0

I have an ext4 formatted disk with thousands of files that are generated automatically and are needed. A few thousand of them are only one byte long, some two bytes. All files in both groups of tiny files are identical.

How much space can I save by locating these, say 1000, files of 1 byte in length, removing each and hard-linking to a single representative file?

Like this:

# ls -l
-rw-r----- 1 john john 1 Feb 25 10:29 a
-rw-r----- 1 john john 1 Feb 25 10:29 b
-rw-r----- 1 john john 1 Feb 25 10:29 c
# du -kcs ?
4   a
4   b
4   c
12  total

Try to consolidate:

# rm b c
# ln a b
# ln a c
ll
total 12
-rw-r----- 3 john john 1 Feb 25 10:29 a
-rw-r----- 3 john john 1 Feb 25 10:29 b
-rw-r----- 3 john john 1 Feb 25 10:29 c
# du -kcs ?
4   a
4   total

(Please note that du does not even list b and c which I find curious).

Question: Is it really that easy and one can save 999*4 KiB in my 1000 file scenario if an allocation block is 4 KiB in size?

Or, does ext4 have the ability to transparently "merge tails", or store tiny files in the "directory inode" (I vaguely remember some filesystems can do that)?

(I know file allocation blocks can vary and a command like tune2fs -l /dev/sda1 can tell me.)

Ned64
  • 8,726
  • 1
    regarding "du does not even list b and c", note the -l option to du to count hardlinked files once per link, rather than once per inode. – user4556274 Feb 25 '21 at 18:01
  • 3
    Why not just test it?
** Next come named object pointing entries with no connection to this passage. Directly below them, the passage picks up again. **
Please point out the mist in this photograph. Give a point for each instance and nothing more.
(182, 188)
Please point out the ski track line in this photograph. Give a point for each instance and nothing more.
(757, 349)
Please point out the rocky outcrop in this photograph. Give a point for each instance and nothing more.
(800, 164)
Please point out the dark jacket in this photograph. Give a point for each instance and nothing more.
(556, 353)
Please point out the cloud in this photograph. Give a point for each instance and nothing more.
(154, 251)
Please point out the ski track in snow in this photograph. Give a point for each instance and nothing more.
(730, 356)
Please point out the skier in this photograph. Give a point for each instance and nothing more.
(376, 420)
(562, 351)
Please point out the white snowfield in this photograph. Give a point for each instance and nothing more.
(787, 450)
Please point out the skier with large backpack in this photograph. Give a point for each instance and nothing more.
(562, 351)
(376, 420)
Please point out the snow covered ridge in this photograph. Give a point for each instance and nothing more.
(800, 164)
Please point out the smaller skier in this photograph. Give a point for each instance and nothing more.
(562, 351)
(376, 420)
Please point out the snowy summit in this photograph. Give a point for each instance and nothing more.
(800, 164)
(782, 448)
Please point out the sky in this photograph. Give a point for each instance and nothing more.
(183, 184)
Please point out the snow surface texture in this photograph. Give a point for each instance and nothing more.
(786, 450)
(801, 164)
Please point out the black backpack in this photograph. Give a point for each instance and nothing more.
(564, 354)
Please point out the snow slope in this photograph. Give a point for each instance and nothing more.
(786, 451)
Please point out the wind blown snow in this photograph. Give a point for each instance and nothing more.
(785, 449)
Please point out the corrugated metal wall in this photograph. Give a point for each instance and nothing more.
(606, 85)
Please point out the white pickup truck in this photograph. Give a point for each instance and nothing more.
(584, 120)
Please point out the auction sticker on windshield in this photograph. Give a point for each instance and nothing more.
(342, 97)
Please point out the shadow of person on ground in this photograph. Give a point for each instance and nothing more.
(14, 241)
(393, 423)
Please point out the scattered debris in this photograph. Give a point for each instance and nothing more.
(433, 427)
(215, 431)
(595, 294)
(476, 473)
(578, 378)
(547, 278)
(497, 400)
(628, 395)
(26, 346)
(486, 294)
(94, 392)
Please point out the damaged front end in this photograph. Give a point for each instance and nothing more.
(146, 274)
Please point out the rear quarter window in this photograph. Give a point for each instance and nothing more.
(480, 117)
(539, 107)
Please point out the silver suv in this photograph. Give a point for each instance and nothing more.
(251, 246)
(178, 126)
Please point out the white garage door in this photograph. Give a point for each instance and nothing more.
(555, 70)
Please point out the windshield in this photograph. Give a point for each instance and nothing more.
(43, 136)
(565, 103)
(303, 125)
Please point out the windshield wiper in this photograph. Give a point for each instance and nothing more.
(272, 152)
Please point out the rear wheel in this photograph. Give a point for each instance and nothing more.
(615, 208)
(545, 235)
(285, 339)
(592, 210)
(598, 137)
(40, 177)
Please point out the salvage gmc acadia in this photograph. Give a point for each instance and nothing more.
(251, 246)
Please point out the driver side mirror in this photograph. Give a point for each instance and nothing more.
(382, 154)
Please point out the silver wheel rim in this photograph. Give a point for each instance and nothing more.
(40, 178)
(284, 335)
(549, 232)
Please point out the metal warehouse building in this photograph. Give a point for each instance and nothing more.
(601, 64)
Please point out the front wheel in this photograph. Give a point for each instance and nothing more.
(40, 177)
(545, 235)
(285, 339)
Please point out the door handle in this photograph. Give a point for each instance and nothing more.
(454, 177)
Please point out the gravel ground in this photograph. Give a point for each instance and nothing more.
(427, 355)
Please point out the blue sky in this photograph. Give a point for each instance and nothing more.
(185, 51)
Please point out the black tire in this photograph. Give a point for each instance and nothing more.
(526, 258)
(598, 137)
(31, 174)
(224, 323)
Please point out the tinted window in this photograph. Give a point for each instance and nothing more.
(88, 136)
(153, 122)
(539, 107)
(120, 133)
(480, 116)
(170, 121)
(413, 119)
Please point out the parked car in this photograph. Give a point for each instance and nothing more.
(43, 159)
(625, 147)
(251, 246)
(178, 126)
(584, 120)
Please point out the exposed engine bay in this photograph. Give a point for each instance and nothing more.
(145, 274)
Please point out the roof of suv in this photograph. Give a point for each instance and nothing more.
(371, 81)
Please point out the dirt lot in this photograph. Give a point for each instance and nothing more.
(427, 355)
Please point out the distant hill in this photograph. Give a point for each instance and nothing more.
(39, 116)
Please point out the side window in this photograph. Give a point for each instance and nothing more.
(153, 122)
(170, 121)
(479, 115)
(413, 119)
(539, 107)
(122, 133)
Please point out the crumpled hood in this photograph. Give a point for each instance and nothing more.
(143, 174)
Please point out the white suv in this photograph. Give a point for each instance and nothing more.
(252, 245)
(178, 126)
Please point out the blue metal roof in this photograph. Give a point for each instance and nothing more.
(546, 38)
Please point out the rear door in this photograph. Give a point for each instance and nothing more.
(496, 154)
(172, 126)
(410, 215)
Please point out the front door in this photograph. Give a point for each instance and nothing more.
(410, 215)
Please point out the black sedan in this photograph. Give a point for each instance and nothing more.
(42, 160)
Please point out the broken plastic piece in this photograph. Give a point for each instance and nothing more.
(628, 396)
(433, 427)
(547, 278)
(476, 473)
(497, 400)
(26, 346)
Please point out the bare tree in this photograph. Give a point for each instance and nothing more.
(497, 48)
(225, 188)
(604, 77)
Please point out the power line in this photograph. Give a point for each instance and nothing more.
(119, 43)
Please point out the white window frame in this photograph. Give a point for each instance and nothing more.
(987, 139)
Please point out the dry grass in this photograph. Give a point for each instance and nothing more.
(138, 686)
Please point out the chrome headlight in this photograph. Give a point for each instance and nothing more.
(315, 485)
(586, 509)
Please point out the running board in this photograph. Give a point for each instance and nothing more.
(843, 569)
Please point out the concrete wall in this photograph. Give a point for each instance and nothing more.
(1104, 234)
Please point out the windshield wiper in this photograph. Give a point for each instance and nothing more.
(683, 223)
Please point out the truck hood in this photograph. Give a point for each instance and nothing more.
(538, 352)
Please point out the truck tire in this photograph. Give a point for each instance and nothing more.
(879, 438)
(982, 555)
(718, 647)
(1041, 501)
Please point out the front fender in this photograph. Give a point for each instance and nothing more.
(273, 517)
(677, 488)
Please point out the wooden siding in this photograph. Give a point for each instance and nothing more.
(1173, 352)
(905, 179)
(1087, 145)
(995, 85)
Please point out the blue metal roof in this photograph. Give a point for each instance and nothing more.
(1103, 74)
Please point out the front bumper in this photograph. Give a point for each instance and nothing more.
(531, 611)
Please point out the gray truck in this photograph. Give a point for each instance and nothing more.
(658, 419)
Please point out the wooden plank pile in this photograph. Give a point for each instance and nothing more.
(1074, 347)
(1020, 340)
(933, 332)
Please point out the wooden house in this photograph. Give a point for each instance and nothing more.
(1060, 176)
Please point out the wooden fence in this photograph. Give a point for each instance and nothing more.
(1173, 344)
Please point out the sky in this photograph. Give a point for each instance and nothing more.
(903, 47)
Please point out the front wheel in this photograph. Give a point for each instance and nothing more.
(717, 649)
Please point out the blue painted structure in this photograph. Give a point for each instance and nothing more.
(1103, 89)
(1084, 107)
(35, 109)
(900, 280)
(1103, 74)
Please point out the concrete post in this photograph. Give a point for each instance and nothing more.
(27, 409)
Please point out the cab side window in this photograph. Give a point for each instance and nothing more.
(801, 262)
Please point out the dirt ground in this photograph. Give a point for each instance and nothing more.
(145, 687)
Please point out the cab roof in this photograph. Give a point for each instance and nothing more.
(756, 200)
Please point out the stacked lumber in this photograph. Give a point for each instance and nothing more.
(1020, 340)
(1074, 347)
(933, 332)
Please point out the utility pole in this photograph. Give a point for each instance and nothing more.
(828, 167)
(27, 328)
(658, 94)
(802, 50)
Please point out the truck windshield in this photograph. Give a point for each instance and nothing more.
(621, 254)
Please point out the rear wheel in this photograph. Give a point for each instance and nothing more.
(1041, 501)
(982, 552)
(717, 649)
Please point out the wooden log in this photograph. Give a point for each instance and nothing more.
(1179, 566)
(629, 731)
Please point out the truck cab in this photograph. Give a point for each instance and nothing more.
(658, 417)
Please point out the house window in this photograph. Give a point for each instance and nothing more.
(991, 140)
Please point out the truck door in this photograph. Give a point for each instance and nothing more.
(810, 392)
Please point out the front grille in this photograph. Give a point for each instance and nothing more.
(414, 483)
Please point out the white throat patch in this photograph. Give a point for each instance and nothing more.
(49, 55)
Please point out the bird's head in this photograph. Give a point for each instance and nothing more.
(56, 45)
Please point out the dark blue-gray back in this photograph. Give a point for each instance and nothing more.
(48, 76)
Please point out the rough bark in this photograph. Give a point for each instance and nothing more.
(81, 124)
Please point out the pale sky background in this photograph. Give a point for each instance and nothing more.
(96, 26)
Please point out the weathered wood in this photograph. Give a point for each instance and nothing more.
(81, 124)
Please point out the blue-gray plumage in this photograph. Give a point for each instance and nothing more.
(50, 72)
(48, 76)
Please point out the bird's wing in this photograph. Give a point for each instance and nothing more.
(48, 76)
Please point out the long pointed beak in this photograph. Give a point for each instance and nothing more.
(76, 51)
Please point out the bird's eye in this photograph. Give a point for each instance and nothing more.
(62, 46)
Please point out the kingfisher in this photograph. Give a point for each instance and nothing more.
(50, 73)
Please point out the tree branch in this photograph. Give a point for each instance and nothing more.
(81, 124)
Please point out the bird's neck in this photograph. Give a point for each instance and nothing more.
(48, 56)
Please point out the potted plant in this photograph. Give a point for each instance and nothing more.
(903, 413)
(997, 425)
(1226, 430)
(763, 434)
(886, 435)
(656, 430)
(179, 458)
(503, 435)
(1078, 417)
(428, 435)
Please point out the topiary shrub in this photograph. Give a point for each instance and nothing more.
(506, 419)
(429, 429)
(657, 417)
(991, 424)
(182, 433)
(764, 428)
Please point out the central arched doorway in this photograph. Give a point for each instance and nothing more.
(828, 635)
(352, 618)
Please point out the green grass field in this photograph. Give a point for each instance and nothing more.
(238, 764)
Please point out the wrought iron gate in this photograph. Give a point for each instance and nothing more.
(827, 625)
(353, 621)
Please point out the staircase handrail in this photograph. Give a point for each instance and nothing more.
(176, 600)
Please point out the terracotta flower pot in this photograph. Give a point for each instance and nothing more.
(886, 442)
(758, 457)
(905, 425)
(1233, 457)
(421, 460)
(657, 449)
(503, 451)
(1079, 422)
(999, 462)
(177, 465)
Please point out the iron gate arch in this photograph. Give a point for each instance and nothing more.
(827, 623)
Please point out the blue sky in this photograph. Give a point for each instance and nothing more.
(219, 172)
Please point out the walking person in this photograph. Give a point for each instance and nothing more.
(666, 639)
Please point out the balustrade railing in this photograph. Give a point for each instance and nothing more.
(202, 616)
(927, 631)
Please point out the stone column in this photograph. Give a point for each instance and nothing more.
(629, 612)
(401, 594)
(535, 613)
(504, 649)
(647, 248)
It's a trivial exercise with the shell and will give you empirical numbers, immediately. – Kyle Jones Feb 25 '21 at 18:35
  • @KyleJones The disk is permanently written to so numbers may not be accurate. Furthermore I know that some systems to save space will work "offline" like a garbage collector so benefits may be delayed. To be honest, I also thought someone may know and tell us right away which would save me lots of work. If no-one knows I will try it out and try to answer my own question, though. – Ned64 Feb 25 '21 at 21:21
  • 2
    There's no garbage collector of any kind for ext2/3/4 filesystems - after sync you see what you get. I guess you'll save space but it's not obvious how much. – Artem S. Tashkinov Feb 26 '21 at 08:40

1 Answers1

5

There are three parts to storing files: the blocks used to store the file contents, the inode used to store the file’s metadata, and the directory entry (or entries) pointing to the inode.

When you create multiple separate files, in the most general case you pay this cost as many times as there are files.

With inline data (if your file system was created with the appropriate options), you save the blocks used to store the file contents if the file is small enough, but you still need one inode per file and at least one directory entry per file.

With hard links, you save the blocks used to store the file contents and the inodes: there’s only one inode, one instance of the file data (whether inline in the inode or separate), and as many directory entries as links.

Given that you need to store the directory entries anyway, hard links are effectively free. Anything else will involve more storage; exactly how much depends on your file system’s specific settings.

Stephen Kitt
  • 434,908